A CDMO that has made a habit of snapping up Big Pharma’s discarded manufacturing plants has put a former AstraZeneca plant into bankruptcy.
Avara Avlon Pharma Services, called in administrators after a major contract came to an end, BristolLive reports. The company is looking for a buyer for the site in Avonmouth, England, in an effort to save 270 jobs.
“Avlon has experienced financial difficulties in recent months as a result of a major contract with a customer coming to an end,” said accountant and insolvency specialist David Rubin, who with his partner Asher Miller has been named to oversee the administration, BristolLive reported. “The joint administrators are now managing the site, whilst they seek a buyer for the business and assets.”
When Avara acquired the API plant from AstraZeneca plant in 2016, terms were not disclosed but the drugmakers said Avara would manufacture products for AstraZeneca on a contract basis as part of the deal. The newspaper says AstraZeneca remains its sole customer.
Rubin said “the major customer” has agreed to provide short-term funding but if a buyer is not found by April the employees will be let go.
The plant has been on the brink of closure for years. AstraZeneca in 2014 said that it would close it by 2017 after generics undermined sales of high-cholesterol drug Crestor and bipolar treatment Seroquel whose APIs were manufactured there. AstraZeneca has closed or is closing other facilities as it remakes its manufacturing network as part of a $1.1 billion cost-cutting plan.
This was the second plant AstraZeneca sold to the Norwalk, Connecticut-based CDMO. In 2017, it sold Avara a solid dose facility in Reims, France, which also includes packaging and distribution operations.

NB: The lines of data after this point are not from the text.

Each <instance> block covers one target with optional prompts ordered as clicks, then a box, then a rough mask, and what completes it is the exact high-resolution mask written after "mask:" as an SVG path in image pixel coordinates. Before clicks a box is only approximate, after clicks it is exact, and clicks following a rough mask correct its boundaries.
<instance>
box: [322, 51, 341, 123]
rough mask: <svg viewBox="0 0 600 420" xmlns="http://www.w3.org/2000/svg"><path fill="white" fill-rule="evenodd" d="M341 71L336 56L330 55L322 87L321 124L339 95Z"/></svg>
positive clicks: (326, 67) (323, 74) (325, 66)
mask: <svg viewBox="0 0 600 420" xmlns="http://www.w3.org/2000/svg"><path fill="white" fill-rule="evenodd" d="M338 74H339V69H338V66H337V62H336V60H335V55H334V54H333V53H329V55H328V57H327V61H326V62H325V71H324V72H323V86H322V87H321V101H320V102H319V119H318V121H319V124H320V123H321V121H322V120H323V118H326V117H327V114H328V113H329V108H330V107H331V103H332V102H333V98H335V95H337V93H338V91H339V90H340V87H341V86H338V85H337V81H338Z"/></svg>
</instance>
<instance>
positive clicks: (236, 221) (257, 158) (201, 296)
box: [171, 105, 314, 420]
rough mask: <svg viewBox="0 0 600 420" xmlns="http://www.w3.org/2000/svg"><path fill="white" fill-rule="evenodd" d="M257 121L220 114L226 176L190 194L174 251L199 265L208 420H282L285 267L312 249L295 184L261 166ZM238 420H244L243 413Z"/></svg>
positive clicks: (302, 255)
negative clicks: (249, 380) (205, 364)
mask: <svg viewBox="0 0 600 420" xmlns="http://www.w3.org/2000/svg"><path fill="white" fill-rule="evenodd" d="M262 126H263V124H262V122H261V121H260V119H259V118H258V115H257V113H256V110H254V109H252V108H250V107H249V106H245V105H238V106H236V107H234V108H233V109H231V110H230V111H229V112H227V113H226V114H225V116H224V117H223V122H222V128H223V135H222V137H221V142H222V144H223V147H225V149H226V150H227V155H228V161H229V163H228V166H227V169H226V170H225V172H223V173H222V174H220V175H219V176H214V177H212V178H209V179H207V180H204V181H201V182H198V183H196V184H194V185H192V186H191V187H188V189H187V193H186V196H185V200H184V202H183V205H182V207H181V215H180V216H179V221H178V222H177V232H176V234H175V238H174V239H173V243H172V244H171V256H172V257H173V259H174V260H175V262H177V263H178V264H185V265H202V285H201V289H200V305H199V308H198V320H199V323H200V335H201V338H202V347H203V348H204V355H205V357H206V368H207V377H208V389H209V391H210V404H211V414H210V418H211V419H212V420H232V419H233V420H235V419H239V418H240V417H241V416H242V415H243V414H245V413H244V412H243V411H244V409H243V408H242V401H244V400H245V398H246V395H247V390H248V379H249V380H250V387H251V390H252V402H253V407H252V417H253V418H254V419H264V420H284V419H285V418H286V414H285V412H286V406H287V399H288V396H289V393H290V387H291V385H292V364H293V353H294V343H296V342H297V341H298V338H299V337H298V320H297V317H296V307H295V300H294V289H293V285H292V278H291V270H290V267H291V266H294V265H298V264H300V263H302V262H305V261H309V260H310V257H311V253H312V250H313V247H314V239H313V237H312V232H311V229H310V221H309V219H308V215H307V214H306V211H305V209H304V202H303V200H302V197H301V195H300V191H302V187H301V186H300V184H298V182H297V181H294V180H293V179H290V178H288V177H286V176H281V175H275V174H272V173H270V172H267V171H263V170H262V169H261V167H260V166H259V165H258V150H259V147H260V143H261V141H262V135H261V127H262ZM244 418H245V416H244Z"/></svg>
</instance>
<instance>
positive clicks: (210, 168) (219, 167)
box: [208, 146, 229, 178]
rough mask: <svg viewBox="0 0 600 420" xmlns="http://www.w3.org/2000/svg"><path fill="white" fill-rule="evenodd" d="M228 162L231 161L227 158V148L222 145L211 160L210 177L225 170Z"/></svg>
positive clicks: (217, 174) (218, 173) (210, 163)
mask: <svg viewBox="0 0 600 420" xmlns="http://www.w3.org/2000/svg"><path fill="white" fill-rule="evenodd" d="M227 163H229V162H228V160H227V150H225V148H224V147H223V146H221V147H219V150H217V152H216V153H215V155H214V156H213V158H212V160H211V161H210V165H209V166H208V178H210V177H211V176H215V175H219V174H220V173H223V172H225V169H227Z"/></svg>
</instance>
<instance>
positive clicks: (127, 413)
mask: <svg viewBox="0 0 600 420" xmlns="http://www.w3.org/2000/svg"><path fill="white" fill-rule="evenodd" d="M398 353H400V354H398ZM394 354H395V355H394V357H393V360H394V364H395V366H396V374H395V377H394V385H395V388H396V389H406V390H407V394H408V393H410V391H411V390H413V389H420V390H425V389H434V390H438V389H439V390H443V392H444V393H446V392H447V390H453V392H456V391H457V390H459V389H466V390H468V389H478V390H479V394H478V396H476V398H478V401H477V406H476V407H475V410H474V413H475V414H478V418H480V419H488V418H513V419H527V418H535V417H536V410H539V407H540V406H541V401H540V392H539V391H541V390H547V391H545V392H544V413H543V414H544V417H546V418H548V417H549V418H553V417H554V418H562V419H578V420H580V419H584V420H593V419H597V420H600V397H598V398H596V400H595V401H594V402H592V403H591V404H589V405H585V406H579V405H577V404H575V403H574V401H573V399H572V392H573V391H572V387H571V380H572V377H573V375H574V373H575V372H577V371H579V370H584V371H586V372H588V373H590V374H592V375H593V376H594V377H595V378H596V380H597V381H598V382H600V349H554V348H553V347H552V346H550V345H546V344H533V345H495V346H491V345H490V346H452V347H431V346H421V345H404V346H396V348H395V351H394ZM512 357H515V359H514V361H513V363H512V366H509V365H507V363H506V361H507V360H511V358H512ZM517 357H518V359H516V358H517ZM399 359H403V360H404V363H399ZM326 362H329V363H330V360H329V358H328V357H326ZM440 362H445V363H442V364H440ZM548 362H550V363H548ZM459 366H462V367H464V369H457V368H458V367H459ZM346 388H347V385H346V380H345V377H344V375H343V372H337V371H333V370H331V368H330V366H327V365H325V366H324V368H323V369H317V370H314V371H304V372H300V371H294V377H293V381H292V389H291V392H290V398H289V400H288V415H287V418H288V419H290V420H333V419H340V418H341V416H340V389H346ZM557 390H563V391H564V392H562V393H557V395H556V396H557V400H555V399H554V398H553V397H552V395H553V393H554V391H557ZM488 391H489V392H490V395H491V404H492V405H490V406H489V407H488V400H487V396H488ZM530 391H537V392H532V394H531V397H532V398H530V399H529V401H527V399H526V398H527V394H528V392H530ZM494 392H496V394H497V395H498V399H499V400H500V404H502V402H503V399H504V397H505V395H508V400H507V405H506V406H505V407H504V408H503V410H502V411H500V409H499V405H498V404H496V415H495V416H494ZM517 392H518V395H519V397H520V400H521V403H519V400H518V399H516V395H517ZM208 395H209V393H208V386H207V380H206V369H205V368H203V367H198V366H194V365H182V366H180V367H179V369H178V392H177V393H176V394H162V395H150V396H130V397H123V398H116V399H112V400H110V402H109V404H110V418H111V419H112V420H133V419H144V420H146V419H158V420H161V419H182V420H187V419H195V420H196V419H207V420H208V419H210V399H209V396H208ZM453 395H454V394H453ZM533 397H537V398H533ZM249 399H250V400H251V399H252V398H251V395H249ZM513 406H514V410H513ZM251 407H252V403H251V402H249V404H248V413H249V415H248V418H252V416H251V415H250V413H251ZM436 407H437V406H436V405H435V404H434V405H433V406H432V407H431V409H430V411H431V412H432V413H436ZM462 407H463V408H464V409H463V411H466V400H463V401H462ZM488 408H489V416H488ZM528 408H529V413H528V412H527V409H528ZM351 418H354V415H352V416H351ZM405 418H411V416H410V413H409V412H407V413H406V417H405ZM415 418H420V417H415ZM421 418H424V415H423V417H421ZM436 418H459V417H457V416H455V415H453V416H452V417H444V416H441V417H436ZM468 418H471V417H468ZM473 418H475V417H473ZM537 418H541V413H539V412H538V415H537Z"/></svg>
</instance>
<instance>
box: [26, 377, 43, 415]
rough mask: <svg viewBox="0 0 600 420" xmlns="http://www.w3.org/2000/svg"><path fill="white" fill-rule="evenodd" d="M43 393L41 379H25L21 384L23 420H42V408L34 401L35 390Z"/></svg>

In about three year’s time, Avara has bought nine sites from drugmakers like AstraZeneca, Pfizer and GlaxoSmithKline who were looking to unload unneeded facilities. It saved hundreds of jobs in the process. Avara agreed to keep on 500 workers at a sterile manufacturing facility and nearby development center in Boucherville, Quebec that it agreed to buy from Novartis last year. The site is the biggest injectables production facility in Canada and provides drugs to the Canadian healthcare system.